Transatlantic Intelligencer: Gerhard Schröder, Belgian Jihad and French Car Burning

Editor's Note: Today we present the second installment of Transatlantic Intelligencer, a new column written by World Politics Review translations editor John Rosenthal. Drawing from predominantly European foreign-language news sources, Rosenthal posts each "Trans-Int" item on the WPR blog as he uncovers it. At the start of the next week, we publish all of the items in this full column in our news section.

GERARD SCHRÖDER, NOW AND THEN -- With important elections upcoming later this month in the German states of Hesse and Lower Saxony and next month in Hamburg, former Chancellor Gerhard Schröder has returned to the public eye: campaigning for his Social Democratic Party (SDP) and leading the charge against the rival Christian Democratic Union (CDU).

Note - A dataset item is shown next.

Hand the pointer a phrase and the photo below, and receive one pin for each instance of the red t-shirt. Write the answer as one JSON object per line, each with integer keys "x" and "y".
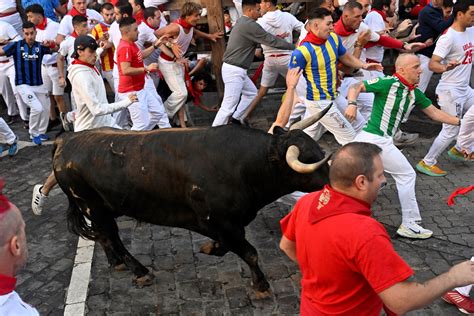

The incumbent CDU Governor of Hesse, Roland Koch, has come in for particularly severe criticism from the former chancellor. Following a brutal attack on a senior citizen in a Munich subway station last month, the themes of "youth crime" and "foreigner crime" [Ausländerkriminalität] have come to dominate the headlines in Germany. In an interview with the popular German tabloid Bild, Koch took up and joined the themes, saying "We have too many young criminal foreigners [in Germany]," and he appeared to endorse expulsions as a means of dealing with the alleged "problem." "Someone who as a foreigner fails to respect our rules does not belong here," Koch said. It should be noted that in Germany the term "foreigner" [Ausländer] is commonly applied to immigrants or even second- or third-generation descendants of immigrants. (For example, Serkan A., one of the two young "foreigners" accused of the Munich subway attack, was born and raised in Germany.)